As described above, according to the present invention, a biological information measuring device for measuring biological information is provided with a function of automatically shifting from the spot measurement mode to the continuous measurement mode. The switching operation between the spot measurement mode and the continuous measurement mode by the (measurer) is not required, and the measurement can be easily performed in a desired arbitrary mode with a simple operation. Further, since the usability is remarkably improved, the patient can effectively use the biological information measuring device.

[Brief description of drawings]

FIG. 1 is a block diagram showing a configuration of a biological information measuring device according to an embodiment of the present invention.

FIG. 2 is a flow chart showing an operation processing procedure of the above apparatus.

FIG. 3 is a flow chart showing an operation processing procedure of the above apparatus.

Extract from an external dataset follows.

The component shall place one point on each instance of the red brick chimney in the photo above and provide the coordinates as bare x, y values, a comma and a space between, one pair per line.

FIG. 4 is a diagram showing an external configuration of the device.

FIG. 5 is a diagram for explaining electrocardiographic waveform measurement in the above device.

FIG. 6 is a diagram showing a circuit configuration of a biological contact resistance detection unit shown in FIG.

[Explanation of symbols]

1 ... Biological information measuring device, 1A, 1B ... electrodes, 10 ... CPU, 21 ... Biocontact resistance detection unit, S ... Measurement start switch.

Claims (4)

[Claims] 1. A biometric information measuring apparatus for measuring biometric information, wherein a measurement start operation means operated to start the measurement of the biometric information, and a measurement operated to end the measurement of the biometric information. According to the operation of the end operation means and the measurement start operation means, a first predetermined time,
Biometric information measuring means for performing the biometric information measurement as spot measurement in a spot measurement mode; and timing for performing second predetermined time counting after the biometric information measuring means completes measurement of the biometric information for the predetermined time. Means and a measurement mode control means for shifting to a measurement mode for performing continuous measurement of the biological information when the measurement end operation means is not operated during the time of the second predetermined time by the time measurement means. A biological information measuring device characterized by comprising: 2. A measurement termination control means for terminating the measurement of the biological information during the spot measurement when the measurement termination operation means is operated during the measurement of the second predetermined time. 1. The biological information measuring device according to 1. 3. The biological information measuring means includes a measuring means for measuring the biological information by bringing a plurality of biological contact electrodes into contact with a predetermined part of a human body, and the timing means measures the contact resistance of the biological contact electrodes during timing. The living body according to claim 1 or 2, further comprising: biometric information measurement end control means for terminating the measurement of the biometric information when it is determined whether or not the electrode has been removed based on the value, and when it is determined that the electrode has been removed. Information measuring device. 4. The biological information measuring means includes a measuring means for measuring oxygen saturation in arterial blood as the biological information by bringing a probe into contact with a finger, and when the probe is detached, the oxygen being measured is measured. The biological information measuring device according to claim 1, 2 or 3, further comprising control means for ending the measurement of the degree of saturation.